En 1923, la 15 CV, devenue B3-6, reçoit des freins avant avec de grands tambours du système Perrot-Piganeau, les meilleurs sur le marché à l'époque. Si la vitesse de pointe reste modeste (un petit 100 km/h pour les versions de série les plus légères), l'endurance et la fiabilité du moteur deviennent proverbiales et l'usine décide d'engager trois torpédos (conformes au catalogue) au premières 24 Heures du Mans en 1923, où deux voitures terminent en 8e et 19e positions. Au vu de ce résultat, la direction de la firme accepte que Barbarou prépare un modèle sport doté de grandes soupapes, de deux carburateurs et d'un double allumage. L'absence de servofrein s'étant faite cruellement sentirdans le mollet droit du conducteur, l'appareil sera expérimenté au 24 Heures du Mans 1924 avant d'être monté en production. La 15 CV Lorraine devient ainsi une des meilleures "freineuses" de son temps. Le châssis est ramené à 289 cm d'empattement. Ces voitures dites 15 Sport terminent 2e et 3e derrière la Bentley 3 litres. Cette performance ranime les ventes d'une voiture coûteuse car construite avec les mêmes matériaux et les mêmes machines de précision que les moteurs d'avion Lorraine.

        

B3-6 S Le Mans
Au tout début des 24 Heures du Mans, il n'y avait pas de classement officiel à la distance comme on en connaît de nos jours. Cette épreuve ne représentait qu'une "qualification" pour une Coupe Triénale, selon un règlement discutable et compliqué. Il n'en demeure pas moins que chaque année, de 1923 à 1927, il y eut une voiture qui franchit la ligne d'arrivée avant les autres. Par deux fois, en 1925 et 1926, une Lorraine-Dietrich fut cette auto. Comme les Chenard et Bentley qui furent dans le même cas, Lorraine fut donc bel et bien vainqueur aux 24 heures du Mans.
Un peu lourdes, peu rapides, mais homogènes et fiables, les Lorraine-Dietrich étaient bien adaptées pour inquiéter la concurrence dans les épreuves d'endurance. Pour le confirmer, elles remporteront les éditions 1925 et 1926 des 24 Heures du Mans. Elles réalisent d'ailleurs le premier triplé victorieux dans cette épreuve devenue célèbre. Petit rappel. Après une petite déception en 1923, première année de l'épreuve mancelle, les Lorraine-Dietrich B3/6 et B3/6 S ratent une nouvelle fois le coche en 1924. La marque ne renonce pas et en 1925, elle aligne à nouveau ses voitures. Cette fois, De Courcelles et Rossignol s'emparent de la victoire. Une version Sport-Le Mans sera proposée suite à cette victoire. Voiture la plus populaire de la marque, elle sera remplacée en 1933 par la 20 HP 6 cylindres. A cette époque, les voitures n'étaient désignées que sous le nom de Lorraine.

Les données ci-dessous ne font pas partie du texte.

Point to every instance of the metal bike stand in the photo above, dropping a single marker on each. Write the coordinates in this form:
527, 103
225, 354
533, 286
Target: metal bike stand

1926 : La marque signe un triplé au 24 Heures du Mans. La B3/6/S n°6, pilotée par Brisson et Stalter termine à la troisième place. Devant, on trouve celle de Bloch et Rossignol, première, et celle de De Courcelles et Mongin, seconde.
En 1926, la marque récidive, mais cette fois, on passe du mémorable au Triomphal. Les B3 Sport franchissent la ligne en prenant les trois premières places. Dans l'ordre, celle de Bloch et Rossignol, puis celle de De Courcelles et Mongin, et enfin, celle de Stalter et Brisson. Pour couronner le tout, signalons que la Lorraine-Dietrich signe, cette année là, une moyenne supérieure à 100 km/h et un nouveau record du monde de distance. Malgré ce succès, la firme décide toutefois de se retirer de la compétition dès la fin de l'année. Les futures Lorraine-Dietrich engagées seront des voitures privées.

     

B3-6 S 1ere Le Mans 1926 Robert Bloch/André Rossignol
Ixo

Les victoires absolues au Mans en 1925 et 1926 consacrent la qualité des B3-6, désormais équipées en série de roues fils à serrage central et d'amortisseurs efficaces. Dès lors, Lorraine-Dietrich ne va plus produire que ce seul type sur des châssis de divers empattements selon les intentions du client : routières légères carrossées chez Kelsh, torpédos plus cossues de chez Grummer et Henri Labourdette, berlines et limousines d'autres grands faiseurs sur châssis extra-longs mais aux performances très limitées par leur poids. L'usine produira la B3-6 jusqu'en 1932 sans grands changements et sans en attendre une quelconque rentabilité, celle-ci étant théoriquement le fait des fabrications aéronautiques. Intégrée au Groupe SGA (Société Générale Aéronautique) en 1930, la Lorraine (sans Dietrich depuis 1928) remplace fin 1930 la B3-6 par une luxueuse 20 CV dotée d'un moteur à soupapes latérales taxé pour 23 CV. Produite confidentiellement, la 20 CV s'efface en 1935, quand La Lorraine se consacre aux matériels militaire et ferroviaire.
10 HP
Comme presque tous les constructeurs frappés par la mévente de 1921 touchant les modèles de grand luxe ou les antiquités reprises de 1914, Lorraine-Dietrich étudia une 10 HP (taxée en fait pour 12 HP), en prenant une version 4 cylindres de son 15 CV et en la montant sur un châssis presque identique. Lourde et peu puissante, la 10 HP Lorraine se révéla trop chère pour sa catégorie et elle fut très vite abandonnée - tout comme la 30 HP, à la technique trop ancienne. Les louanges de la presse à son égard ne la sauvèrent pas.